Examples of Obstructive Lung Disease
The primary examples of obstructive lung disease include chronic obstructive pulmonary disease (COPD), asthma, bronchiectasis, and emphysema, all characterized by airflow limitation that is not fully reversible.
Major Types of Obstructive Lung Disease
1. Chronic Obstructive Pulmonary Disease (COPD)
COPD is the internationally preferred umbrella term that encompasses several clinical conditions characterized by persistent airflow limitation 1. The diagnosis of COPD is confirmed by spirometry showing a post-bronchodilator FEV1/FVC ratio less than 0.70 1.
Key features of COPD include:
- Chronic and progressive dyspnea
- Chronic cough
- Regular sputum production
- History of exposure to risk factors (primarily smoking)
- Wheezing and chest tightness
2. Emphysema
Emphysema is characterized by permanent destructive enlargement of air spaces, destruction of alveolar walls, and loss of pulmonary elastic recoil 2. It results in:
- Increased lung compliance
- Hyperinflation with increases in residual volume (RV) and total lung capacity (TLC)

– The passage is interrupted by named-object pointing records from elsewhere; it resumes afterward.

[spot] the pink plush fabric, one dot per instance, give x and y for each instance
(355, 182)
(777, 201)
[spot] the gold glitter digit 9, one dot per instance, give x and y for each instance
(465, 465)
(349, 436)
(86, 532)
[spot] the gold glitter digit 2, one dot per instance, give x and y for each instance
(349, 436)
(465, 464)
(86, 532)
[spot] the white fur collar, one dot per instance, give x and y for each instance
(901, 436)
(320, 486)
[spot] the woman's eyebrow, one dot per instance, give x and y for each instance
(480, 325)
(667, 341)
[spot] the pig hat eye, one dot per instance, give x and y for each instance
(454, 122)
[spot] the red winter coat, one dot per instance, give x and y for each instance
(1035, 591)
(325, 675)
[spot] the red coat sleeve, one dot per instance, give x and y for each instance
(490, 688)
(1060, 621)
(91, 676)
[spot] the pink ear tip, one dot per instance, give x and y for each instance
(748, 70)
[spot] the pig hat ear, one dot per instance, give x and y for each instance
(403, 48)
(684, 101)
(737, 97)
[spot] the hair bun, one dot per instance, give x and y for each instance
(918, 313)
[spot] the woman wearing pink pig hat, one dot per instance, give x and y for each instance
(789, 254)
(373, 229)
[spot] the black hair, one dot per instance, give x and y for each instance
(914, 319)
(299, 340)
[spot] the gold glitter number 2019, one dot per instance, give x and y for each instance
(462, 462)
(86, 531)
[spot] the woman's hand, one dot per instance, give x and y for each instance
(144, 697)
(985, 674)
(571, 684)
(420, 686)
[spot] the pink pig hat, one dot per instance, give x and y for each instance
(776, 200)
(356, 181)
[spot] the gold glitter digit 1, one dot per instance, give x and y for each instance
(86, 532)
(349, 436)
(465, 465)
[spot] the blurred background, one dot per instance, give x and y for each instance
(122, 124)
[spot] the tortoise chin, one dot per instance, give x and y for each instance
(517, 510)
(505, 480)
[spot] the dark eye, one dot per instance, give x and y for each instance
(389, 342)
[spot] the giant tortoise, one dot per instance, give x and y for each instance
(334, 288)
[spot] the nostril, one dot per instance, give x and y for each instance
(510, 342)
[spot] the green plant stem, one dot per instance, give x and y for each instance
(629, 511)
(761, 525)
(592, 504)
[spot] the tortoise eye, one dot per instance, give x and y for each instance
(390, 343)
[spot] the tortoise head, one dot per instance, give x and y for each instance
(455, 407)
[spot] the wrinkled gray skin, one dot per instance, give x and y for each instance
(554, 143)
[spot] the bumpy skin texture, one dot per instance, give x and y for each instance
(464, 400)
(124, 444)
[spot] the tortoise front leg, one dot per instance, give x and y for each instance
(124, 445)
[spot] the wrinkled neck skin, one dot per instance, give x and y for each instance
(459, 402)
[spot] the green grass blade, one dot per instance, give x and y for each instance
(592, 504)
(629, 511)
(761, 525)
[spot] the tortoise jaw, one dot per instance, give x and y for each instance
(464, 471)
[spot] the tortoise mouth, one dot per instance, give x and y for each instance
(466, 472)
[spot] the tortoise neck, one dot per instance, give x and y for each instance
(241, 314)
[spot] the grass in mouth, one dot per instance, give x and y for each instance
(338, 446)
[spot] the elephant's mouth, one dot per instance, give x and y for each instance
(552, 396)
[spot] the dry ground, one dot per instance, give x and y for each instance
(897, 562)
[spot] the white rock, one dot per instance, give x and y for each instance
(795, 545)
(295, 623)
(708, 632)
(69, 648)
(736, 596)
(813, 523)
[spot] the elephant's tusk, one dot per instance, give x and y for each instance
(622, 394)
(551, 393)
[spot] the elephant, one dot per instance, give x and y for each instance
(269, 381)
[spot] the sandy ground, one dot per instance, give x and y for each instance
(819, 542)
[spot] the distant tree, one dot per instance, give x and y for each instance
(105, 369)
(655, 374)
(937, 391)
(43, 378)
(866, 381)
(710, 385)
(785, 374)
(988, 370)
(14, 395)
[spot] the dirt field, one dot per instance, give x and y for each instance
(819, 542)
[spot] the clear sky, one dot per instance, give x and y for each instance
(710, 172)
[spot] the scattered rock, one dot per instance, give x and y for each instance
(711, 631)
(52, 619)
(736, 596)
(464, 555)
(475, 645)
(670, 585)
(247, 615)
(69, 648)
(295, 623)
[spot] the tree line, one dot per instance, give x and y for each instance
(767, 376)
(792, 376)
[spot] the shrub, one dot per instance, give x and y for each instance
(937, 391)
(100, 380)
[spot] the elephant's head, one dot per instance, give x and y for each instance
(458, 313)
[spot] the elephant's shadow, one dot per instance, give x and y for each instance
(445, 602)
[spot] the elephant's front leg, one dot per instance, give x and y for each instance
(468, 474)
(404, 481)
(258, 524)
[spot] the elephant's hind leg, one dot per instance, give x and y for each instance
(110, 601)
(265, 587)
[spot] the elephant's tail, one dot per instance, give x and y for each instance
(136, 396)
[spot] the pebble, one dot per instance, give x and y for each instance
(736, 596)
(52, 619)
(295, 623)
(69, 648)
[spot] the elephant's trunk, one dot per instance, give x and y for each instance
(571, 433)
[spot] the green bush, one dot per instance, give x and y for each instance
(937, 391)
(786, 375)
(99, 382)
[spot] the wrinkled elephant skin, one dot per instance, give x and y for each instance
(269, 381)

- Decreased diffusing capacity (DLCO)
There are three distinct patterns of emphysema 2:
- Centriacinar (Centrilobular) Emphysema
- Panacinar Emphysema
- Paraseptal Emphysema
3. Chronic Bronchitis
Chronic bronchitis is clinically defined as regular sputum production for 3 months or more in 2 consecutive years 1. It involves:
- Inflammation of the bronchi
- Excessive mucus production
- Productive cough
4. Bronchiectasis
Bronchiectasis is characterized by permanent abnormal dilation of bronchi 3. While sometimes listed separately, it belongs to the family of chronic obstructive lung diseases. Key features include:
- Chronic cough
- Daily sputum production
- Recurrent respiratory infections
- Hemoptysis
5. Asthma
Asthma is characterized by variable and recurring symptoms of airflow obstruction that is reversible either spontaneously or with treatment 4. While traditionally separated from COPD, some cases of chronic asthma may be included under the COPD umbrella, particularly when airflow limitation becomes less reversible over time 1.
Diagnostic Criteria
Spirometry is essential for diagnosis of obstructive lung diseases 1, 2:
- FEV1/FVC ratio < 0.70 post-bronchodilator confirms persistent airflow limitation
- Reduced FEV1 (< 80% predicted)
- In emphysema: increased TLC, RV, and FRC, and markedly decreased DLCO
- In asthma: significant reversibility with bronchodilators
Clinical Importance of Distinguishing Between Types
Distinguishing between different types of obstructive lung disease is crucial because 5:
- They differ in their clinical courses
- They have different prognoses
- They require different treatment approaches
For example, asthma typically responds well to anti-inflammatory treatment, while COPD management focuses more on bronchodilation and preventing exacerbations 2.
Common Pitfalls in Diagnosis
- Failure to use spirometry for diagnosis, which is essential for confirming airflow obstruction 1
- Misclassifying elderly patients with fixed airflow limitation as having COPD when they may have long-standing asthma 1
- Not recognizing that some patients have features of multiple obstructive lung diseases (overlap syndromes) 6, 7
- Overlooking bronchiectasis as a cause of chronic cough and sputum production 3
Understanding the specific type of obstructive lung disease is essential for appropriate management and improving patient outcomes in terms of morbidity, mortality, and quality of life 2.